If you simply leave this permissions array untouched, all users will be required to be authenticated in order to view the Interpreters schedule.

The max_login_failures variable refers to how many consecutive failed logins are permitted before a user account is disabled. You can set this value pretty high if you like, but currently you cannot set it to zero to mean unlimited. The default (six) seems sensible.

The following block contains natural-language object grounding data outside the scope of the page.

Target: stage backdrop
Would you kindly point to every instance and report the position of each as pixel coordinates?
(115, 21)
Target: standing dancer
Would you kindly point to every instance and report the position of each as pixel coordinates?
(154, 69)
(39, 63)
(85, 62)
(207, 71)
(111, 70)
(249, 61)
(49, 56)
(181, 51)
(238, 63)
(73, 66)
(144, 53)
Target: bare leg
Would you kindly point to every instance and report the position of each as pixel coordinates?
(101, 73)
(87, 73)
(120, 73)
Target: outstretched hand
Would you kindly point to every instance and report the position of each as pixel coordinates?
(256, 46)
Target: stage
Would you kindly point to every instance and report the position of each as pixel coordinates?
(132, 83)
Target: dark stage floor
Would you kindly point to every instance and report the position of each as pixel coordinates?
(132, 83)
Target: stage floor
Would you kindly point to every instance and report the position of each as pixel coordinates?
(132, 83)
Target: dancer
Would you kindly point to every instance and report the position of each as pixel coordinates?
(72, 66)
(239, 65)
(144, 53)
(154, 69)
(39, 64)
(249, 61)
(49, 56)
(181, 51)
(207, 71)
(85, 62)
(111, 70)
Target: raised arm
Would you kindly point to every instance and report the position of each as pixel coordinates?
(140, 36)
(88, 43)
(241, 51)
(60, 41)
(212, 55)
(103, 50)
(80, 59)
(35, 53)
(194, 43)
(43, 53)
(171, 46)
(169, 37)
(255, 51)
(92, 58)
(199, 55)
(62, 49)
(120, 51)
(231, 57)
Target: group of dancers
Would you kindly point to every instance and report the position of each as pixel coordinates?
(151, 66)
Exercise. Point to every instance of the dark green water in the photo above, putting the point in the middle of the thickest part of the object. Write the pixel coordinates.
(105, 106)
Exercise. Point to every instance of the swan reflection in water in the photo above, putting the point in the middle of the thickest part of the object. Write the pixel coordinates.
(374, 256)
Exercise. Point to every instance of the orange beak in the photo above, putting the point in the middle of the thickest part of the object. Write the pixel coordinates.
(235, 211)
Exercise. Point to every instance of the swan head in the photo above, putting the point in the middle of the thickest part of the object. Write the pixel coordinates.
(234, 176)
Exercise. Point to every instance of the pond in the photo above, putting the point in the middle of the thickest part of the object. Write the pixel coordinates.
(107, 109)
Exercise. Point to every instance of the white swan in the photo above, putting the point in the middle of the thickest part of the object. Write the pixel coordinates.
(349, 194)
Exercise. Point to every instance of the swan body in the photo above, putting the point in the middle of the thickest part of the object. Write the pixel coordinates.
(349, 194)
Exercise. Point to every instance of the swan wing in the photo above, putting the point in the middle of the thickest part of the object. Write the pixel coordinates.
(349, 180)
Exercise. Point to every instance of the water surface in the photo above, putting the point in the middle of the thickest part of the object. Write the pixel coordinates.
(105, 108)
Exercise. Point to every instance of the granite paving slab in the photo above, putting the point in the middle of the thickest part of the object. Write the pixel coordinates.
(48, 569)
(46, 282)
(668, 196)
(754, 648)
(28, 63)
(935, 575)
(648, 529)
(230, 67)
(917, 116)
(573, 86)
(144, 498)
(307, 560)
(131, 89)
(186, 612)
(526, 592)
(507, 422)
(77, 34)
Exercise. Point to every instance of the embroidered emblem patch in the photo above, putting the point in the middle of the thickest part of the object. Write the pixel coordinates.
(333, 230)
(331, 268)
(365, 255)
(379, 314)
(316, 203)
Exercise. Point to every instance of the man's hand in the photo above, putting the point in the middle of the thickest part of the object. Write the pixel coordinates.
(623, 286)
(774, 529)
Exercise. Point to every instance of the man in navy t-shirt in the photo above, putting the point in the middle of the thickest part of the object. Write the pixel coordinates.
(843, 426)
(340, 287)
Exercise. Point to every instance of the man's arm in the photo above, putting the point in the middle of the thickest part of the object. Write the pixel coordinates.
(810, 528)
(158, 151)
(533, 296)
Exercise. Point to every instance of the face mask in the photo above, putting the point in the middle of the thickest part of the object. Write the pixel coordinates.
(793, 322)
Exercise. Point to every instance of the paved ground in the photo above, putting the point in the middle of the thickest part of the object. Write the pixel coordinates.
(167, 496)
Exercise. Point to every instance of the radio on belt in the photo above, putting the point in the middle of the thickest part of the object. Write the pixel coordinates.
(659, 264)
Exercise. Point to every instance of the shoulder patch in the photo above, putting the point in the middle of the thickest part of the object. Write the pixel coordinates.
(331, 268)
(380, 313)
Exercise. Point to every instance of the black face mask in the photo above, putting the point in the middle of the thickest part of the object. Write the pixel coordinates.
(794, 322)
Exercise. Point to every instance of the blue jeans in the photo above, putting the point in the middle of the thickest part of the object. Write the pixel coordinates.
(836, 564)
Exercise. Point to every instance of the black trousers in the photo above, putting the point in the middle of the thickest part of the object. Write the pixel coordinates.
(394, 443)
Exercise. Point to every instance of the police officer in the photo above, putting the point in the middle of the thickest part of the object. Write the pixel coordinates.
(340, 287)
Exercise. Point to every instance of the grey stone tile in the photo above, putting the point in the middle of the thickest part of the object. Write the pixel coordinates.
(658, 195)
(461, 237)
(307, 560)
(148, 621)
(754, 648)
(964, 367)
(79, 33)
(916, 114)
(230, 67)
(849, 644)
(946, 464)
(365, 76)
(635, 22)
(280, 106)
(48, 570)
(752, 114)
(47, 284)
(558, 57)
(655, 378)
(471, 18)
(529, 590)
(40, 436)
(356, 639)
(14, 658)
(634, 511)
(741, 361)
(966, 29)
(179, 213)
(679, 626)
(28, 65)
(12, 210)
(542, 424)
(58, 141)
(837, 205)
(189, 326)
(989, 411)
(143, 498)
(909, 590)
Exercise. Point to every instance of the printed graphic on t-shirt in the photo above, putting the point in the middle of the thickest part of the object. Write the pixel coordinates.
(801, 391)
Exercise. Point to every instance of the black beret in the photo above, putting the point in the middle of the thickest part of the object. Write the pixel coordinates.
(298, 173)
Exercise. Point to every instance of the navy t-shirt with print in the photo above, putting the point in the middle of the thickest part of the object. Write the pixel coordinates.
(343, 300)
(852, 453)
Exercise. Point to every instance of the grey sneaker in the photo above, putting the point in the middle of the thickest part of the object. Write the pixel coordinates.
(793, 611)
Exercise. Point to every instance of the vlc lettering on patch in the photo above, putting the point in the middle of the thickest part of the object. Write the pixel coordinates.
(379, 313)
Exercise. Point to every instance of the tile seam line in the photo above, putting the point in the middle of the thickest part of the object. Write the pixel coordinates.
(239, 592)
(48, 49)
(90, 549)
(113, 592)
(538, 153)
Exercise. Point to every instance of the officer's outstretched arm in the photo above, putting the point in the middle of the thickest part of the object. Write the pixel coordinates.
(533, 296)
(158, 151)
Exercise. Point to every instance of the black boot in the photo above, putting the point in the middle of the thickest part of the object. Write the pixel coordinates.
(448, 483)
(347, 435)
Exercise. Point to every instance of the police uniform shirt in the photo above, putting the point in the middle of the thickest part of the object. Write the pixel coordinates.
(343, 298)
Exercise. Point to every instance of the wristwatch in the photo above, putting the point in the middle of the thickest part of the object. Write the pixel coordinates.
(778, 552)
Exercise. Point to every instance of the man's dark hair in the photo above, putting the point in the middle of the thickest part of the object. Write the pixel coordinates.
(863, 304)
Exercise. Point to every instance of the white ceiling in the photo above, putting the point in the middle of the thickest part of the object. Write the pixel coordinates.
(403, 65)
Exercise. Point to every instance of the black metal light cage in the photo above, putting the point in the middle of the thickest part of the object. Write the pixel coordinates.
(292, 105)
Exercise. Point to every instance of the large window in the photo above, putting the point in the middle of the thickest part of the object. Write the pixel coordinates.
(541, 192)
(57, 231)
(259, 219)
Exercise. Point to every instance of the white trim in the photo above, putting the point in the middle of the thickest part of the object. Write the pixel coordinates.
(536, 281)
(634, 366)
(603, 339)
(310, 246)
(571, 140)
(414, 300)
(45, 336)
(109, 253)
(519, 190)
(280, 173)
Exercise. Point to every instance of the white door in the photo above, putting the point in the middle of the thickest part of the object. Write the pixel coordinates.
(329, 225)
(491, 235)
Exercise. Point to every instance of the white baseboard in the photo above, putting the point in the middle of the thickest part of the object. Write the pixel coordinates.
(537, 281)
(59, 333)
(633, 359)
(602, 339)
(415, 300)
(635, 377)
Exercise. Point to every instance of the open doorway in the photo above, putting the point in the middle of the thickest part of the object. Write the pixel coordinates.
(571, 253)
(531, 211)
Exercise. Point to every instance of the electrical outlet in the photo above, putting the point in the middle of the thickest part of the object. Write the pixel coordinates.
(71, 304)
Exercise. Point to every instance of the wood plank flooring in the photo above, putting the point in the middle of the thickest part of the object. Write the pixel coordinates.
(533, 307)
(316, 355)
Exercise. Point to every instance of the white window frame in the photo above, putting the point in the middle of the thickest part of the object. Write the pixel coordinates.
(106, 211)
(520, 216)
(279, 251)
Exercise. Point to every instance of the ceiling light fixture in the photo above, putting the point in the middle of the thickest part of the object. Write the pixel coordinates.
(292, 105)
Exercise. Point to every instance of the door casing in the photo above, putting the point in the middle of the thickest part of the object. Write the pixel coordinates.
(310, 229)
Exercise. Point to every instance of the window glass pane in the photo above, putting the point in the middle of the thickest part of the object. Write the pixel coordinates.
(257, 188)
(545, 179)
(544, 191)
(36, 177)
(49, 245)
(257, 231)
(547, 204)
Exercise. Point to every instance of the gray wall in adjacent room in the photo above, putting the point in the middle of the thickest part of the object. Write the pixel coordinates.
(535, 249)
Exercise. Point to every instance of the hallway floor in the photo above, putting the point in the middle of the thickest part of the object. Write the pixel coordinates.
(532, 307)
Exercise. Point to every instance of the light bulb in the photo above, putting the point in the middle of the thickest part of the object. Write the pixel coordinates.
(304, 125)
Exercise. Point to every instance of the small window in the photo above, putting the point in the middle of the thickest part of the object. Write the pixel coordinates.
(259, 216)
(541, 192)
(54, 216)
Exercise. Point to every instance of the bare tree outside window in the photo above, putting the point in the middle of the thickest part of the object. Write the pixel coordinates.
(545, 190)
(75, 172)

There are a couple more configuration files that have to be present and writeable by the server: module/Admin/config/forms.json and module/Rotation/config/config.json. In the Interpreters Office for the Southern District of New York, the former configuration looks like

    "interpreters": {
        "optional_elements": {
            "banned_by_persons": "1",
            "BOP_form_submission_date": "1",
            "fingerprint_date": "1",
            "contract_expiration_date": "1",
            "oath_date": "1",
            "security_clearance_date": "1"
    "events": {
        "optional_elements": {
            "end_time": "1"
    "users" : {
        "allow_email_domains" : [

The first two sections are for enabling/disabling optional fields for interpreter entities and event entities.

The users section is a whitelist of email domains users of the system are permitted to have, preventing users from registering accounts from arbitrary email addresses. It also imposes validation rules for the user profile and administrative user editing forms. If you want to disable this, leave the allow_email_domains section as an empty array.

Additionally, the subdirectory module/Requests/config has to be server-writeable.

Hashicorp Vault for sensitive data

InterpretersOffice includes an optional module called Vault. If you intend to handle sensitive contract interpreter data (dates of birth and social security numbers), the Vault module must be configured and enabled. A prerequisite is an installation Hashicorp Vault itself. Initial setup of the InterpretersOffice Vault module is a chore, though the increased security is more than worth the effort. We have some notes here but they need updating, as Vault development keeps moving forward.

There is a blog post about our Vault integration with InterpretersOffice that explains how it works. Briefly, the interpreters’ sensitive data at rest is symmetrically encryted, and the cipher for encryption/decryption is secured in Vault rather than lying around in plain text. In other words the encryption/decryption key is never stored anywhere on the server in plain text.